Je souhaiterais commencer par saluer les propos introductifs du Président et des rapporteurs, car vous y osez des mots comme « souveraineté », « militarisation », « géopolitique » ou encore « commercialisation », et c'est assez nouveau. Je le salue au nom des membres de l'ANRT qui ont participé aux travaux menés avec le CNES, sous la présidence de Claudie Haigneré, et qui ont débouché sur un livre blanc qui aborde tous ces sujets. Il est en effet essentiel de « dégoupiller les tabous ».

Bien que la France soit un acteur historique du spatial, il est impératif de développer une approche européenne, puisque c'est à ce niveau seulement que nous pourrons discuter avec les États-Unis et la Chine, qui ont décidé de s'emparer de la « maison Lune ». Car, à moins que l'humanité ne disparaisse à l'horizon 2100, l'humain ira bien sur la Lune. La question est donc de savoir si l'Europe doit participer ou non à cette aventure, sur l'autel du bien commun, de l'humanisme, des valeurs de durabilité et de la protection de la « maison Terre » - car il ne s'agit évidemment pas de détruire notre berceau au bénéfice de quelques happy few qui iraient sur la Lune.

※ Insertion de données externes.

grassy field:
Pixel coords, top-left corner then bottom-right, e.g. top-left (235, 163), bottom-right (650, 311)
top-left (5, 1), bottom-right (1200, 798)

Pour en être, il ne suffit pas de beaux discours, il faudra actionner le levier scientifique et technologique. Les entreprises du spatial historique sont prêtes à le faire, mais aussi des acteurs du non-spatial - j'en veux pour preuve le fait que l'organisation du gala Objectif Lune du 7 juin dernier ait pu être autofinancée, notamment grâce à des industriels automobiles, du bâtiment et de la communication. Et nous avons milité ensemble pour une constellation européenne de télécommunications autour de la Lune, et pour que nos entreprises privées du spatial et du non-spatial assument ensemble la dimension française et européenne d'un tel objectif stratégique, qui se déclinerait au niveau militaire, scientifique, technologique, d'exploration et peut-être d'exploitation.

Nous avons encore à apprendre de l'exploration spatiale à partir de la face cachée de la Lune, mais aussi sur la physiologie et la psychologie de l'humain dans l'espace, alors même que la Station spatiale internationale va être fermée.

Qu'elles le disent ou qu'elles ne le disent pas, pour des raisons d'image, toutes les entreprises du CAC 40 ont pensé à ces champs de recherche, et s'y investissent au travers de programmes souvent organisés par la NASA. La clé est de financer des projets pour le spatial avec un retour sur investissement terrestre, en lien par exemple avec les capacités de recyclage ou de survie dans les milieux extrêmes.

Le fait d'assumer ces enjeux est tout à fait compatible avec nos valeurs humanistes. Cela nécessite aussi de renforcer les compétences scientifiques au sein des entreprises, que ce soit au niveau de l'ingénieur ou du doctorat, pour construire un spatial « propre » avec les jeunes générations.